The proof is in the pictures. Or, in this case, maybe the video.
The owner of Bamboo, a popular hot spot on the Jersey Shore frequented by the show of the same name's famous cast members, claims he has video evidence that Ronnie Ortiz-Magro did not throw the first punch in a fight earlier this month—contrary to a complaint to the police made against the reality-TV star.
"There were several individuals lobbing ice at the cast, and my staff asked them to leave," John Saaddy tells E! News. "One of [these people] went over and pushed one of the cast members from Pauly D's show, who shoved him back. You see Ronnie in the video holding everyone back, pushing everyone away, and it's clear. Then one of the individuals punched Ronnie in the face."
Saaddy says Ortiz-Magro retaliated with one punch, but "it's clear it was self defense."
The owner adds that he can't confirm the person who filed the complaint is the same guy Ortiz-Magro punched.
Saaddy's version is that Ortiz-Magro only threw one punch the entire time, and it was dealt to the same guy who punched him the first time.
"Ronnie hit the same guy who hit him," Saaddy claims. "That's the only guy Ronnie had an interaction with."

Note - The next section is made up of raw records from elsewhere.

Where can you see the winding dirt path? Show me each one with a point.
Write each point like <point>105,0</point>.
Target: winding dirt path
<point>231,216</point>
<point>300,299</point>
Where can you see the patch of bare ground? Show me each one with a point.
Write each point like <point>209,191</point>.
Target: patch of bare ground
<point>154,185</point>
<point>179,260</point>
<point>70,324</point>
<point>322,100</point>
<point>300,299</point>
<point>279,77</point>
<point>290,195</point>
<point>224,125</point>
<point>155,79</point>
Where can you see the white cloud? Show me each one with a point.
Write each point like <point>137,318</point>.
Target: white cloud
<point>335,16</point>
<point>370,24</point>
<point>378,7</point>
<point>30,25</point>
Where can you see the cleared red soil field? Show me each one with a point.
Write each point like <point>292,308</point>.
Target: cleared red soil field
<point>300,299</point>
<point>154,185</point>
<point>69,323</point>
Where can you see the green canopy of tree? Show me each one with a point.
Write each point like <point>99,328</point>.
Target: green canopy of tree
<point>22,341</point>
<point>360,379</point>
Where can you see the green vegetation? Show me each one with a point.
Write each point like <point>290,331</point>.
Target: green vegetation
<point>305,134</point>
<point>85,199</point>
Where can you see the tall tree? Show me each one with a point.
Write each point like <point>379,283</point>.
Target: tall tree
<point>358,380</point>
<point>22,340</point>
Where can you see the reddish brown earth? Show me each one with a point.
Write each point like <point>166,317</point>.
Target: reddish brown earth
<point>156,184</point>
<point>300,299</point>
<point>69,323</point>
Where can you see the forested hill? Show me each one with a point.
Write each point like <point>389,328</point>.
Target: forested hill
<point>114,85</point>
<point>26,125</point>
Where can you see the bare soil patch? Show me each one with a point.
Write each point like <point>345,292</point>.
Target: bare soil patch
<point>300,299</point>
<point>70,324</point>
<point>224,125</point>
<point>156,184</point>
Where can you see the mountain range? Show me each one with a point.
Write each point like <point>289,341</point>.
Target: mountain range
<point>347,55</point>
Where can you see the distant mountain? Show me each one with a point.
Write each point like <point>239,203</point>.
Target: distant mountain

In other words, if Saaddy's interpretation of the video evidence is accurate, the man who filed the complaint, Justin Viterito, is actually the one who threw the first punch.
Saaddy says he has given the video to police. In the police complaint, Viterito says he is waiting to view the video evidence to see "if we will be charging another complaint against another castmember."
Viterito's lawyer Matthew DiBrino tells E! News, "I am not in possession of the footage. Despite attempts to secure this from Bamboo I have not been contacted by the owner nor a representative. Once I am given the opportunity to view the footage I will be able to respond and act accordingly."
But all the video does is exonerate Ortiz-Magro, insists Saaddy.
Saaddy has known the castmembers for a long time, "back when their food allowance was $500 a week."
The cast members have helped make his clubs (he also owns one called Karma) increase their sales by 50 percent. He says the cast is great with people.
"They're fantastic when they aren't filming," Saaddy says. "They sign autographs and have their pictures taken for hours. But when they're filming, they're working, and they aren't allowed to interact with people because that halts production. I don't think the public knows that, so they take it the wrong way and they take it out on the cast."
Saaddy adds, "Ninety-nine percent of the people love them. If I have 3,000 people in my club, 2,995 love them, but five will throw ice at them, call them names and be haters. Just leave them alone and let them work."
Right now, Saaddy is waiting on Viterito's "lawyer to file a lawsuit, then we'll take our position. This video protects Ronnie and our bar 100 percent."
Saaddy says he doesn't plan to release the video to the public, despite some pretty hefty offers to do so.
Ortiz-Magro is scheduled to appear at a court hearing set for July 3. Calls to Ortiz-Magro's representatives for comment have not yet been returned.